Comparison Of Clustering Algorithms In Analyzing E-Commerce Data From Kaggle
DOI:
https://doi.org/10.59888/insight.v4i1.105Keywords:
clustering algorithm, e-commerce, K-Means, DBSCAN, customer segmentation, RFMAbstract
The rapid growth of the e-commerce industry produces a huge volume of transaction data, so the right data analysis techniques are needed to extract valuable information for business decision-making purposes. This study aims to compare the performance of three clustering algorithms, namely K-Means, DBSCAN, and Hierarchical Clustering, in analyzing e-commerce datasets sourced from the Kaggle platform. The dataset used is "Online Retail II" published by Daqing Chen through the UCI Machine Learning Repository and Kaggle, containing 541,909 transactions from an online retail company in the UK; After the data cleansing process, a total of 406,829 valid transactions from 4,372 unique customers were used as the basis for analysis. The data was analyzed using the RFM (Recency, Frequency, Monetary) approach as the basis for clustering features for customer segmentation. The algorithm performance evaluation was carried out using three internal validation metrics, namely the Silhouette Score, the Davies-Bouldin Index (DBI), and the Calinski-Harabasz Index (CHI).
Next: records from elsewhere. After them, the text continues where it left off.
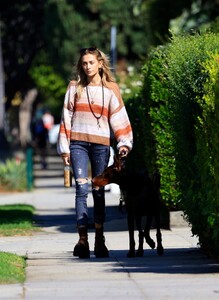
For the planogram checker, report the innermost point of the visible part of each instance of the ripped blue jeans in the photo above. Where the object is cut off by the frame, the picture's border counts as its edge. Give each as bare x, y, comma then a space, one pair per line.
98, 155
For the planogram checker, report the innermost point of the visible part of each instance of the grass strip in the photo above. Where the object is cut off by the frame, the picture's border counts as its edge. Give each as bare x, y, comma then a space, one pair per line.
16, 219
12, 268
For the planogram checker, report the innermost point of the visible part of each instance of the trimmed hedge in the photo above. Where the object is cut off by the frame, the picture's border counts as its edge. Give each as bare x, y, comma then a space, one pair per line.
180, 101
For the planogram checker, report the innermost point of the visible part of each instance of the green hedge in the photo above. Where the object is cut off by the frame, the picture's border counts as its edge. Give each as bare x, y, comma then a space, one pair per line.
13, 175
180, 105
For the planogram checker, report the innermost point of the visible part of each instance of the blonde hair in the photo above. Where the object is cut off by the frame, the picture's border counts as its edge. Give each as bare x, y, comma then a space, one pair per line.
105, 72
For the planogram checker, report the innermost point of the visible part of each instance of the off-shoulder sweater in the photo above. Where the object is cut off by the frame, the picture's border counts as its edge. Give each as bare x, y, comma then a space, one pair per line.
78, 122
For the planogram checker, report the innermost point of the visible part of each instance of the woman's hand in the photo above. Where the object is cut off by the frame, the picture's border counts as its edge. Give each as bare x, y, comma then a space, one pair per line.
66, 160
123, 151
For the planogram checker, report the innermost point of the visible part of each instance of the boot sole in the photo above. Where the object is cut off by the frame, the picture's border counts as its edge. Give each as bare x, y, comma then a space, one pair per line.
81, 252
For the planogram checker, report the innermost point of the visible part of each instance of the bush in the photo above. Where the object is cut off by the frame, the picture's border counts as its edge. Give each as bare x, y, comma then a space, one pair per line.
181, 85
13, 175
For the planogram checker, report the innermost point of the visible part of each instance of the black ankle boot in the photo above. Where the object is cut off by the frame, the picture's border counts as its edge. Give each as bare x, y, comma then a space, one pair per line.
81, 249
100, 249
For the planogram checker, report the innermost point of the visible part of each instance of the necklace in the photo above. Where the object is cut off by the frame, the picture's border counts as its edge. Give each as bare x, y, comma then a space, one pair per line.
93, 94
93, 113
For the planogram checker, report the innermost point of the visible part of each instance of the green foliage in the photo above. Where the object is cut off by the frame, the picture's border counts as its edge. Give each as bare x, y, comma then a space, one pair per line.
181, 85
12, 268
13, 175
51, 86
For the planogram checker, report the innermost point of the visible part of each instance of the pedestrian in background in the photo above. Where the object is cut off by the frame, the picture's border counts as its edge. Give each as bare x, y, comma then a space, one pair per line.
92, 108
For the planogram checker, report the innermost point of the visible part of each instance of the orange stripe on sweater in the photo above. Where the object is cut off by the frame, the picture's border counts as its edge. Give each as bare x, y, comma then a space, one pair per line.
124, 131
64, 130
81, 107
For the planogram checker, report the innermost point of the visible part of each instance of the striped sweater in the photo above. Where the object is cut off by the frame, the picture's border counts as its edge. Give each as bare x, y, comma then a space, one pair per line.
78, 122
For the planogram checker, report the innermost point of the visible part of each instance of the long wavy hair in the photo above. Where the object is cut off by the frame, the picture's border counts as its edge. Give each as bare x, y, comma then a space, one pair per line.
105, 71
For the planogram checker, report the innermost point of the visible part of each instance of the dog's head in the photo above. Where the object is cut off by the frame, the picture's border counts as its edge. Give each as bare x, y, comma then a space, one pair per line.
111, 174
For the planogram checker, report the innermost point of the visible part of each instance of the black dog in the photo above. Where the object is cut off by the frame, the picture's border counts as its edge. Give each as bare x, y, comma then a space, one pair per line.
141, 197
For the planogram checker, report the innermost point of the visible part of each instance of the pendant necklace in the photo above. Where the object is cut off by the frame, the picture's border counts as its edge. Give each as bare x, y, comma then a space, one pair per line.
93, 113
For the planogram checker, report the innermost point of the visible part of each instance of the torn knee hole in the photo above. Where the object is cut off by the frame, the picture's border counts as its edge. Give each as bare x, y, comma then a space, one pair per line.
82, 180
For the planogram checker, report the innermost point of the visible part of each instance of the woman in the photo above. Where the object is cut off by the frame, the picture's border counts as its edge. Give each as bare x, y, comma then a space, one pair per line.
92, 108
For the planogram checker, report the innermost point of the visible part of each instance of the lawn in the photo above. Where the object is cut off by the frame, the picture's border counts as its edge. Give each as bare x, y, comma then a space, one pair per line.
15, 220
12, 268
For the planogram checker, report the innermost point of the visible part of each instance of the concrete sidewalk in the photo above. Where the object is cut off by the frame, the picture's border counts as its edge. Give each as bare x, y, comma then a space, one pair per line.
183, 272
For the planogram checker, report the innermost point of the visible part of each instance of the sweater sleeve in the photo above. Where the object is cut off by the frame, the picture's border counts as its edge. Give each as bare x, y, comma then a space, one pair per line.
66, 121
119, 121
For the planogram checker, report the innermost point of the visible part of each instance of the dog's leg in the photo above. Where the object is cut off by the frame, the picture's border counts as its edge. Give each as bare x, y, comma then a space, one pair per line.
148, 239
159, 235
131, 228
140, 251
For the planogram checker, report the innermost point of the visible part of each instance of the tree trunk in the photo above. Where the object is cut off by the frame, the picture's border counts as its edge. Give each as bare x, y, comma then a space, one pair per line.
25, 114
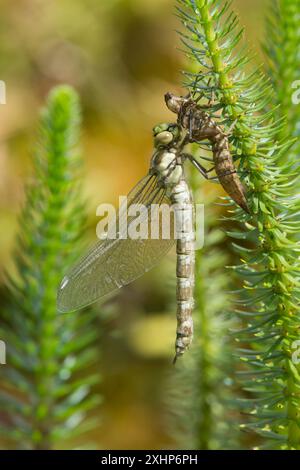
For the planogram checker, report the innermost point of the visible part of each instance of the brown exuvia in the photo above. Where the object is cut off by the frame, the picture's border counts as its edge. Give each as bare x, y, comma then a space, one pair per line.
200, 126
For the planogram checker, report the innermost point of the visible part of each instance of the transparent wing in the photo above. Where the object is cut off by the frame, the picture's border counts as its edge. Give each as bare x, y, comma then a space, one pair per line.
113, 263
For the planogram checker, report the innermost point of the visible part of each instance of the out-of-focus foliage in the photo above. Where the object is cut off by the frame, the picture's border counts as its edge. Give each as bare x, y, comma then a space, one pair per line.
269, 302
46, 384
283, 59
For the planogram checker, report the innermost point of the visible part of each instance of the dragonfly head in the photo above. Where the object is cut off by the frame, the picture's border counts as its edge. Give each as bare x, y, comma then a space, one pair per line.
165, 134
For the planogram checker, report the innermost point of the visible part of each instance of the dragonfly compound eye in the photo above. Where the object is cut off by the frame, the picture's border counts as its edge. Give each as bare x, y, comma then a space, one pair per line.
164, 138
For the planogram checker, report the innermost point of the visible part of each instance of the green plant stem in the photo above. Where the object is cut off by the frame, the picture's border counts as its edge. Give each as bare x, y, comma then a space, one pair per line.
270, 267
47, 382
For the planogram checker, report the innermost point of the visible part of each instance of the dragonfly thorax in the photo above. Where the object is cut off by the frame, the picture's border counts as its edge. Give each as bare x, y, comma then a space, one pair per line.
166, 167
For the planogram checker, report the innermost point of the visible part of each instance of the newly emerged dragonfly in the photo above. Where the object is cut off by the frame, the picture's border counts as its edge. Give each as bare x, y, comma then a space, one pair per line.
116, 261
200, 126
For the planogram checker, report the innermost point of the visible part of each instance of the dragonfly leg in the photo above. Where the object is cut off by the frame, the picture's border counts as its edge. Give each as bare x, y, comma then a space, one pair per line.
204, 172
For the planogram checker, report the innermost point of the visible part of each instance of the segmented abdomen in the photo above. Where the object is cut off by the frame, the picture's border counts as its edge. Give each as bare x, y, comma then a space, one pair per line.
183, 208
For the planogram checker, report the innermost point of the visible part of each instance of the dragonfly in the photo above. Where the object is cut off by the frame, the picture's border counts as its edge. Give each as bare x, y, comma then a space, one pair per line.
201, 126
114, 262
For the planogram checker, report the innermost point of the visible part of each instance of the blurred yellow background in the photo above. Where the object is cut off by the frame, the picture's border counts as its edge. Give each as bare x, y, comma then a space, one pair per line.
121, 56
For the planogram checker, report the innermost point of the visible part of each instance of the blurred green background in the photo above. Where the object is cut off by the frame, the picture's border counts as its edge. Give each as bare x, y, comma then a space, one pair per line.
121, 56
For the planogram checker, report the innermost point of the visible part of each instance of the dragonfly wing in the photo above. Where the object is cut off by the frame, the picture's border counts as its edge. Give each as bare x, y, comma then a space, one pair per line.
113, 263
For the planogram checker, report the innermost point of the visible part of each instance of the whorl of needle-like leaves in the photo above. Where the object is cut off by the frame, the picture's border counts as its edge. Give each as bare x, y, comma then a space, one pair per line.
46, 385
269, 256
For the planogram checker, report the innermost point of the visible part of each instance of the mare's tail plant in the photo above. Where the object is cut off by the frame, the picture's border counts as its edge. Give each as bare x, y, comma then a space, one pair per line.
283, 60
46, 386
267, 273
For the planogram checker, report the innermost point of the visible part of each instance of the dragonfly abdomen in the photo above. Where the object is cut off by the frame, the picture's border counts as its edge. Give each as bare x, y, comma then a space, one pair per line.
183, 208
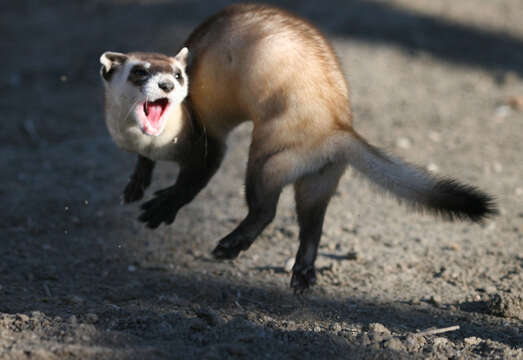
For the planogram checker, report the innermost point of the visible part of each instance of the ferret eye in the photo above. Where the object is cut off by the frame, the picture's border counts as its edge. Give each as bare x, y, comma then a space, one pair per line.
139, 71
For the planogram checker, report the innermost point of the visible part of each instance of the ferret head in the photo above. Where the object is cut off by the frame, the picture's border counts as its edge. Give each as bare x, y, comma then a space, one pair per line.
141, 89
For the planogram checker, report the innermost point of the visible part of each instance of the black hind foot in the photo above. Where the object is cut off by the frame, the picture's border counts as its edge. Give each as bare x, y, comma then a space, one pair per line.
230, 246
303, 279
226, 253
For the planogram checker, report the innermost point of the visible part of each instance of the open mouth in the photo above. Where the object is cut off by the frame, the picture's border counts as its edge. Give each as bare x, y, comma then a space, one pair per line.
150, 115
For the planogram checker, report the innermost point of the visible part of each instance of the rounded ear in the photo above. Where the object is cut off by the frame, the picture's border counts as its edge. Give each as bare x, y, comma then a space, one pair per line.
110, 62
182, 57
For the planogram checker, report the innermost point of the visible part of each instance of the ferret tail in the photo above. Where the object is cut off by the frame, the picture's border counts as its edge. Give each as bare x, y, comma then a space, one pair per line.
445, 197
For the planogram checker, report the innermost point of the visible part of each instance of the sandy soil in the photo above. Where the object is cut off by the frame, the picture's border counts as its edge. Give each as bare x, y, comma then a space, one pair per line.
436, 82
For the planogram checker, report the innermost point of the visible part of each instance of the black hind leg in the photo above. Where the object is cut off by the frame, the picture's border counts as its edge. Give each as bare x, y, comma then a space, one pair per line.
262, 199
313, 194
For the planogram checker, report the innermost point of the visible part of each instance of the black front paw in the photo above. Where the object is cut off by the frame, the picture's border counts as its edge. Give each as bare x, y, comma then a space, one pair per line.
161, 209
133, 191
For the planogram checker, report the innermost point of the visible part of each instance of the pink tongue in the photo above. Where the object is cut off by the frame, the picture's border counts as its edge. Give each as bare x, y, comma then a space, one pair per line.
154, 112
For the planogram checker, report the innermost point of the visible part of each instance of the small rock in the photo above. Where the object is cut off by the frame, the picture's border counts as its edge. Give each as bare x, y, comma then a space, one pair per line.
209, 316
506, 305
91, 318
394, 344
289, 263
336, 327
515, 102
378, 332
435, 299
22, 317
198, 325
471, 341
440, 341
235, 349
414, 343
503, 111
74, 299
403, 143
434, 136
432, 167
352, 255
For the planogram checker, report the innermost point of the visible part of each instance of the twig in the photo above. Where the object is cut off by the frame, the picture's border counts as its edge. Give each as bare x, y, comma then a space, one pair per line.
437, 331
47, 291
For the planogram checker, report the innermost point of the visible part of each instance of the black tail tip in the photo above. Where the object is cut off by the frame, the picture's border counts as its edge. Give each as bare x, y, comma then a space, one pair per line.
456, 201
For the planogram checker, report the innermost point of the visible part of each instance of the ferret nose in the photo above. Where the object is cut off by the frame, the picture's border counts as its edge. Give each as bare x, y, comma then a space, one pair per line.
166, 85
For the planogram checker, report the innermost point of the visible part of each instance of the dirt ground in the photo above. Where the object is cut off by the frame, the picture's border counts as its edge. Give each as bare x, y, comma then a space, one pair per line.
436, 82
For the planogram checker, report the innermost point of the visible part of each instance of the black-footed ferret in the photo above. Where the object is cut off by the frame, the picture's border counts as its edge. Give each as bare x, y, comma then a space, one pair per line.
258, 63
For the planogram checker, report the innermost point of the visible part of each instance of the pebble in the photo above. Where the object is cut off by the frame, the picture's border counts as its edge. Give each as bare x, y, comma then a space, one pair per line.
435, 136
235, 350
403, 143
394, 344
503, 111
432, 167
378, 332
91, 318
472, 340
209, 316
198, 325
352, 255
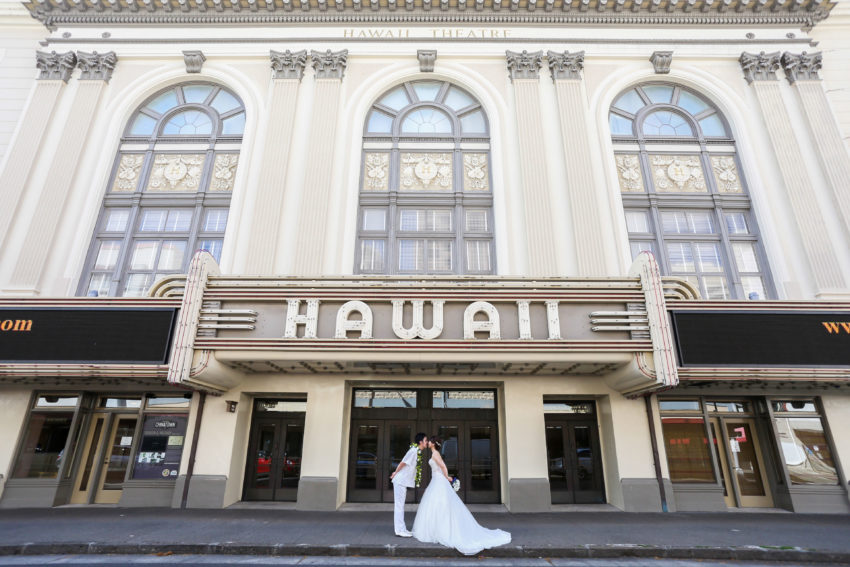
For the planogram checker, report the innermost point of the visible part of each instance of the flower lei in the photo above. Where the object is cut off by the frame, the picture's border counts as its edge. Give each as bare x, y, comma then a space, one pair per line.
418, 464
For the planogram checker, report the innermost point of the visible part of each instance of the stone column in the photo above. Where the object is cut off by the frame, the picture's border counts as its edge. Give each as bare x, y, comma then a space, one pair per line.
802, 72
581, 183
524, 70
760, 72
316, 189
54, 71
96, 70
287, 71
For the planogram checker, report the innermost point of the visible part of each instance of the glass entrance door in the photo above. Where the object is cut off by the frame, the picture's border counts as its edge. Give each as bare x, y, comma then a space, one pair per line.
575, 465
274, 457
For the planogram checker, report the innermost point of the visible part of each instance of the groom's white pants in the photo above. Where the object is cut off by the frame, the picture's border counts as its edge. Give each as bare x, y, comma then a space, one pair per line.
399, 496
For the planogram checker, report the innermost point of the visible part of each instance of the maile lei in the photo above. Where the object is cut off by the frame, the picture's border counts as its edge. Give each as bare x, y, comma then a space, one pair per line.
418, 463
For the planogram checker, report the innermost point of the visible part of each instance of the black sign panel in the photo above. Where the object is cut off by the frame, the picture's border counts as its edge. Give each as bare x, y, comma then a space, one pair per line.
762, 338
109, 336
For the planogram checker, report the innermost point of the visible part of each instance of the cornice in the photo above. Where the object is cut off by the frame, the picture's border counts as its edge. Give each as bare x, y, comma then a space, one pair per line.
805, 13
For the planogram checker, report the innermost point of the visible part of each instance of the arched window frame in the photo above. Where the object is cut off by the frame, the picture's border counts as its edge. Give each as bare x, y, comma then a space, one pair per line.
198, 199
472, 251
730, 212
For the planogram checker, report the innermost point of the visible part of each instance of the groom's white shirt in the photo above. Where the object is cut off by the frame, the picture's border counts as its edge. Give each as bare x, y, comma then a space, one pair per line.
406, 477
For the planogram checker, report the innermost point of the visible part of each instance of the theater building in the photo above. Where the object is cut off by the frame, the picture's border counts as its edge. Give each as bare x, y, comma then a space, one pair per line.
249, 248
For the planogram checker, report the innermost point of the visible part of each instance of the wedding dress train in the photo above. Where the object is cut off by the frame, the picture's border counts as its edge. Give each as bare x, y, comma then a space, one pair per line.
443, 518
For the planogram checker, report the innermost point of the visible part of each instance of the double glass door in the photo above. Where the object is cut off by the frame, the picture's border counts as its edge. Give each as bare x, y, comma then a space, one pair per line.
274, 457
575, 465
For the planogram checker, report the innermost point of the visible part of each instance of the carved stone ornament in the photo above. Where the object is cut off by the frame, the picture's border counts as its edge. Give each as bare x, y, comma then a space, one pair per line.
426, 57
759, 67
678, 174
524, 65
803, 67
96, 66
288, 64
194, 60
566, 65
55, 65
426, 172
661, 61
329, 64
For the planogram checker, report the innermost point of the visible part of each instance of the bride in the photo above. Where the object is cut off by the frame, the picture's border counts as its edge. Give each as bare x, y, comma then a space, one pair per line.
443, 518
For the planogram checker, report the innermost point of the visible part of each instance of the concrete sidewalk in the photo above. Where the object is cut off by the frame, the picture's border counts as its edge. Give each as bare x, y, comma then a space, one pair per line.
267, 531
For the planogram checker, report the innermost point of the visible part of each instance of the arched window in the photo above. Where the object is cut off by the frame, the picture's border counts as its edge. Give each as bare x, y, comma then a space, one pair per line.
169, 193
425, 196
684, 193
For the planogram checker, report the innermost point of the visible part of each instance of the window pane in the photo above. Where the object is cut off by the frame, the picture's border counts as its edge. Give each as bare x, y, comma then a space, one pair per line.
116, 220
395, 99
440, 255
688, 456
215, 220
107, 255
736, 223
43, 448
630, 102
637, 221
410, 255
379, 123
144, 254
372, 256
375, 219
171, 257
225, 102
805, 450
196, 93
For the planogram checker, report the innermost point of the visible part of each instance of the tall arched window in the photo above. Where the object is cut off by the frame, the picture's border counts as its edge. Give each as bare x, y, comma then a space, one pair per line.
425, 192
684, 193
169, 193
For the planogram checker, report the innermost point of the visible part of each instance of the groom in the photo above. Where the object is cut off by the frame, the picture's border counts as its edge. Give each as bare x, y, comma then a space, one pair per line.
403, 478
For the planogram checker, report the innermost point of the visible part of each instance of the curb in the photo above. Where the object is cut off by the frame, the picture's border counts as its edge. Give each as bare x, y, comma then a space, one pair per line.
739, 553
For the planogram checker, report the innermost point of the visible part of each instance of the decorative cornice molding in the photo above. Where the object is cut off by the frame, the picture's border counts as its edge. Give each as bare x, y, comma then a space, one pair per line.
329, 64
55, 66
426, 57
524, 65
96, 66
803, 67
288, 64
661, 61
566, 65
759, 66
194, 60
805, 13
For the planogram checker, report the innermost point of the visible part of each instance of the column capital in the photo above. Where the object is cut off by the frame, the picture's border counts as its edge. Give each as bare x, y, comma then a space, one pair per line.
329, 64
565, 65
803, 67
759, 66
524, 65
96, 66
55, 65
288, 64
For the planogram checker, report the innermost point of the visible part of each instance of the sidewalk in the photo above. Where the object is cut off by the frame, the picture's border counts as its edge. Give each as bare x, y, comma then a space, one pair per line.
268, 531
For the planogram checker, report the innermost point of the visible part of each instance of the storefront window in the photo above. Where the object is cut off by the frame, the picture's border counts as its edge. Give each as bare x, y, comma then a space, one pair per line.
803, 443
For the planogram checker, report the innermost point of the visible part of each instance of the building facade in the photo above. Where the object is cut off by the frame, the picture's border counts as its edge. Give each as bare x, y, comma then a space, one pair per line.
249, 248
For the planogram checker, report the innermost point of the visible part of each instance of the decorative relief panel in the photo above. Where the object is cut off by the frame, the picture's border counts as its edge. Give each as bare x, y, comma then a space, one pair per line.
127, 176
426, 172
678, 174
224, 172
176, 172
376, 172
726, 174
475, 176
628, 172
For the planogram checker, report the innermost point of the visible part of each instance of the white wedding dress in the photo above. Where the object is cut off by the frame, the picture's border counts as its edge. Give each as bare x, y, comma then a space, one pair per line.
443, 518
The results showed that K-Means with k=3 produced the best performance with a Silhouette Score of 0.612 and the lowest DBI of 0.842, followed by Hierarchical Clustering with the Ward and DBSCAN methods. K-Means also excels in computing efficiency with an execution time of 1.23 seconds, much faster than Hierarchical Clustering which takes 8.72 seconds. The resulting segmentation identified three main customer groups: High-value Customers, 31.0%, Medium-value Customers, 43.3%, and passive or at-risk customers (Low-value/At-Risk Customers, 25.7%). These findings provide practical implications that can be directly applied by e-commerce businesses, particularly in designing segmented marketing strategies, loyalty programs, and customer reactivation campaigns based on the choice of clustering algorithms that match their data characteristics and business analytics needs.